Jordan le estaba examinando. Vicary se dio cuenta y no acabó de gustarle. Estaba acostumbrado a que las relaciones siguiesen otros derroteros, tanto con Jordan como con los demás espías alemanes que había manejado. Era Vicary quien fisgaba y se entrometía, Vicary quien hurgaba en busca de puntos débiles para, al dar con ellos, hundir la daga. Suponía que ese era uno de los motivos por los que se le consideraba un buen oficial de Doble Cruz. El trabajo le permitía curiosear en las vidas de extraños y explotar sus defectos personales sin tener que afrontar los suyos propios. Pensó en Karl Becker sentado en su celda, vestido con su triste traje de presidiario. Vicary comprendió que le gustaba ser él que llevaba el control, el que se encargaba de manipular y engañar, el que tiraba de los hilos. Vicary se preguntó: «¿Soy así porque Helen me rechazó hace veinticinco años?». Se sacó de la chaqueta un paquete de Players y con aire ausente encendió un cigarrillo.
Jordan puso el codo en el brazo de la butaca y apoyó la barbilla en el puño. Enarcó las cejas mientras miraba a Vicary como sí éste fuera un puente inseguro en peligro de venirse abajo.
– Creo que probablemente encontró usted la mujer ideal en algún punto del camino y que ella no le devolvió el favor.
– Digo que…
– Ah, de modo que tengo razón, después de todo.
Vicary expulsó el humo hacia el techo.
– Es usted un hombre inteligente. Siempre lo he sabido.
– ¿Cómo se llamaba?
– Helen.
– ¿Qué pasó?
– Lo siento, Peter.
– ¿La ha visto últimamente?
Vicary meneó la cabeza.
– No.
– ¿Lamenta algo?
Vicary recordó las palabras de Helen. «No quería que me dijeses que destrocé tu vida.» ¿Había destrozado su vida? Le gustaba decirse que no. Como la mayor parte de los hombres solteros, se complacía en felicitarse por lo afortunado que era al no tener que soportar la carga de una esposa y una familia. Contaba con su intimidad y su trabajo y le encantaba no verse obligado a responder de sus actos a nadie en el mundo. Disponía del dinero suficiente para hacerlo que le viniese en gana. Tenía la casa decorada a su gusto y estaba libre de la preocupación de que alguien revolviera sus papeles o sus cosas. Pero lo cierto es que era un hombre solitario… a veces se sentía terriblemente solo. En realidad deseaba tener a alguien con quien compartir sus triunfos y desilusiones. Deseaba que alguien quisiera compartir con él las satisfacciones y las decepciones de ambos. Cuando volvía la mirada para contemplar su vida objetivamente, echaba de menos algo: risas, ternura, un poco de ruido y desorden en ocasiones. Era media vida, medio hogar y, en última instancia, medio hombre.
– ¿Lamenta algo?
– Sí, lamento algo -reconoció Vicary, y le sorprendió oírse pronunciar aquellas palabras-. Lamento que el fracaso que representa no casarme me haya privado de los hijos. Siempre he creído que sería maravilloso ser padre. Creo que hubiera sido un buen padre, a pesar de mis rarezas y defectos.
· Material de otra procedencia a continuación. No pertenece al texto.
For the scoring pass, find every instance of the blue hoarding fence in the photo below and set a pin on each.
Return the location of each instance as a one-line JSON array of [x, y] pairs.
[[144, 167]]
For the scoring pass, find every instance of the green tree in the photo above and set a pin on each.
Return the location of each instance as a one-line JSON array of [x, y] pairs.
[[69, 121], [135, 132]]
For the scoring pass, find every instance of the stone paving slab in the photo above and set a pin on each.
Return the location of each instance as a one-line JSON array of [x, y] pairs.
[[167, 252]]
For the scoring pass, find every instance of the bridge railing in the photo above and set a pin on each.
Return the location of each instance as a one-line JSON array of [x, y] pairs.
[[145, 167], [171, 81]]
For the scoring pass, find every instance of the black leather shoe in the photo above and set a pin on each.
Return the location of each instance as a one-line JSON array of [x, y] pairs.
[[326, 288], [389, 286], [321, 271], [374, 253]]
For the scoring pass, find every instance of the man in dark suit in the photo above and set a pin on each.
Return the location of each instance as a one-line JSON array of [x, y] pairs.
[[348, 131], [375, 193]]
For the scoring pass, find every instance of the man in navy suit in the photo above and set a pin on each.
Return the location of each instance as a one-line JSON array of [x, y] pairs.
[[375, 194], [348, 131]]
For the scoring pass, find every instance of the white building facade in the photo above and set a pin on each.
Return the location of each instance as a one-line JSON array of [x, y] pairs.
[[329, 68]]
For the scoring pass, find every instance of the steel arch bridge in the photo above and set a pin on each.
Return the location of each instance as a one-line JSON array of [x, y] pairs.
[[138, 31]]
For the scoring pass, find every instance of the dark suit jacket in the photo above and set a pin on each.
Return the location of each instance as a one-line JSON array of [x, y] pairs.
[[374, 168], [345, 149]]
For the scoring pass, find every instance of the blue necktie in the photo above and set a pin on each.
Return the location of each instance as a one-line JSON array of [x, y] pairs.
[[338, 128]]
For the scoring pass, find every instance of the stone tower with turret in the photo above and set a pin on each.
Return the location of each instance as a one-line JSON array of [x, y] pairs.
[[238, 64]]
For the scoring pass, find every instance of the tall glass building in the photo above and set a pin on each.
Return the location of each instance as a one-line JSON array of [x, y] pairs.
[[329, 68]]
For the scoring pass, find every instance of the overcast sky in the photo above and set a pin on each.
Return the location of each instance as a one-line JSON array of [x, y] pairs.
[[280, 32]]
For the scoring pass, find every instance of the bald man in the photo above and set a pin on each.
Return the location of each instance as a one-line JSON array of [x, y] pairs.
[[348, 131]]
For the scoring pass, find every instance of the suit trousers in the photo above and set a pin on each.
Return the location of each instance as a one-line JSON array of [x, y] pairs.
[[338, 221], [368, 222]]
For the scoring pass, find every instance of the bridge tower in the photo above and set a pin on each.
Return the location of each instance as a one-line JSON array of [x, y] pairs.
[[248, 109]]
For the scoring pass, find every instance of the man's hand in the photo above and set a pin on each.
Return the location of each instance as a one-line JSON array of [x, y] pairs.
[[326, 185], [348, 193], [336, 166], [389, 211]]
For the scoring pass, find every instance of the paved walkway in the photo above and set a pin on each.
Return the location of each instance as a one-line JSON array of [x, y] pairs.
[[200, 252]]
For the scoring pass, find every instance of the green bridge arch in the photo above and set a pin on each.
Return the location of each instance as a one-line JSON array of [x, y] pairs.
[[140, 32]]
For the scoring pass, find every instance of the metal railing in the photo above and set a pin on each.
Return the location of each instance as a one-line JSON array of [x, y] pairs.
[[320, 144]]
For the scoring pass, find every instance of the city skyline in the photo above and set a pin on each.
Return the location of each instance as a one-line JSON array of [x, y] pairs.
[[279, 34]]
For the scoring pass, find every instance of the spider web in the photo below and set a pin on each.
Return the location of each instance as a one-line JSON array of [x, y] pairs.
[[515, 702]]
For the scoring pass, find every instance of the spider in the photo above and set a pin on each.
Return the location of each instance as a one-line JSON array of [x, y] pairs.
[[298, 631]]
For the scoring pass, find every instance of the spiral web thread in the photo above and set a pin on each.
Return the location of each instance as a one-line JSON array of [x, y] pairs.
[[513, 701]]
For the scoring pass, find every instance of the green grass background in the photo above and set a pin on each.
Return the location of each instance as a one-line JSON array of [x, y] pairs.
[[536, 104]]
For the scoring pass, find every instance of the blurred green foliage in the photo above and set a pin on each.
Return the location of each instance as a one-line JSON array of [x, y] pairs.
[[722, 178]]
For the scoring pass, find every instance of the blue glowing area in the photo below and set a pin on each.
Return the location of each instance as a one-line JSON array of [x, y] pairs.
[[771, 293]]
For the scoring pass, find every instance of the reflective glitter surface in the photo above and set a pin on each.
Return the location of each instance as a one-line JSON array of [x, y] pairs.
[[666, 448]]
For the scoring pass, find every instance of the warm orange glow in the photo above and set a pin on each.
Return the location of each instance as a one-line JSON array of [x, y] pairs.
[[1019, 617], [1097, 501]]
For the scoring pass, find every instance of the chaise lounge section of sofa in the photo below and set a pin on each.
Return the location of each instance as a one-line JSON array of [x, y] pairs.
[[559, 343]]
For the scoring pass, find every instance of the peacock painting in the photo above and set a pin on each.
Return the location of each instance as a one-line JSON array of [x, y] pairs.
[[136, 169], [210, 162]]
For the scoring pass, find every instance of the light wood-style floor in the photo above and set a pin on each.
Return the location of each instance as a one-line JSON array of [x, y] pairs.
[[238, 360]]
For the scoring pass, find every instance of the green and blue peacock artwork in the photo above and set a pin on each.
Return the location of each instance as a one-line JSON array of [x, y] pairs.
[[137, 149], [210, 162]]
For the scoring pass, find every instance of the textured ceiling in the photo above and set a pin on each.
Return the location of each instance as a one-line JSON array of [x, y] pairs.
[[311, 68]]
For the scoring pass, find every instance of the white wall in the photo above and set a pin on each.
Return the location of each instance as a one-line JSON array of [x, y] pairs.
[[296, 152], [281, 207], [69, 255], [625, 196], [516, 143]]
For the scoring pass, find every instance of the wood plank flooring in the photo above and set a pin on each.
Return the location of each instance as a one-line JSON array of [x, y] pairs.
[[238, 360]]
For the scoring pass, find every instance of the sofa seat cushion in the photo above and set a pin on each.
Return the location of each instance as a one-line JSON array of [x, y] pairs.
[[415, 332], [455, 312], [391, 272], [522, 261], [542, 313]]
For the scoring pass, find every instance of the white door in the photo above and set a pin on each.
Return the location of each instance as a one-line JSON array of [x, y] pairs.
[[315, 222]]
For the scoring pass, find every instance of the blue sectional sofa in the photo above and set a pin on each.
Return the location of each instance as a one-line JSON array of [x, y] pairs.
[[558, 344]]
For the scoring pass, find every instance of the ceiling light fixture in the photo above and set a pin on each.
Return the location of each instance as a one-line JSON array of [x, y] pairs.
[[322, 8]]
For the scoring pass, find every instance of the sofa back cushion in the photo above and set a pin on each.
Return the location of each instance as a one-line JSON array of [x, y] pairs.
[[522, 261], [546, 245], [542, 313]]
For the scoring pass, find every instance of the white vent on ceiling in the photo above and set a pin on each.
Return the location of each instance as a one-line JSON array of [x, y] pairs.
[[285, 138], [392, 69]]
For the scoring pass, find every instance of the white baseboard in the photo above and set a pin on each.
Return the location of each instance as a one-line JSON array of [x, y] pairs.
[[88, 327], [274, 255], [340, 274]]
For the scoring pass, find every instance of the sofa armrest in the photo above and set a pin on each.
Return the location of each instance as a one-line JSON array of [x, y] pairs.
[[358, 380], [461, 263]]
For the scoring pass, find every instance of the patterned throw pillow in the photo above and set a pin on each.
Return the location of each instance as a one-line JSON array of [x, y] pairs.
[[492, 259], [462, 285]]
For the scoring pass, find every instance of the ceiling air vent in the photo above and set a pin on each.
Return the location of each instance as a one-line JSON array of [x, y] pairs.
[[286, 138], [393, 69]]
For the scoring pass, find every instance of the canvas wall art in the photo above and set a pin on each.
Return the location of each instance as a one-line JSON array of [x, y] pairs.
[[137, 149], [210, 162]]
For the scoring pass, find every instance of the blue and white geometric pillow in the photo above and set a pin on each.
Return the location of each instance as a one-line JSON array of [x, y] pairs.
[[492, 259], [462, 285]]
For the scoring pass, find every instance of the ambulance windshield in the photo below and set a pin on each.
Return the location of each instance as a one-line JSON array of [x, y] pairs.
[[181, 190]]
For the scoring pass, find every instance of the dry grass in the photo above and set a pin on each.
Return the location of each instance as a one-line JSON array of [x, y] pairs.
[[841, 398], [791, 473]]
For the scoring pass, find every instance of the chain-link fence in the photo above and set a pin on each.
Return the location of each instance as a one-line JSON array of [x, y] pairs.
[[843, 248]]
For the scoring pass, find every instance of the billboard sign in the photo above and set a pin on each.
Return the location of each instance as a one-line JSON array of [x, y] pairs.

En la semioscuridad, una sonrisa revoloteó fugazmente por el semblante de Jordan.
– Mi hijo es todo mi mundo. Es mi vínculo con el pasado y mi vislumbre del futuro. Es todo lo que me queda, lo único que es auténtico. Margaret desapareció, Catherine era una mentira. -Hizo una pausa y contempló el ascua agonizante de su cigarrillo-. Estoy deseando que acabe esto para regresar a casa y reunirme con él. No paro de darle vueltas en la cabeza a lo que voy a decirle cuando me pregunte: «Papá, ¿qué hiciste en la guerra?». ¿Qué infiernos se supone que tengo que decirle?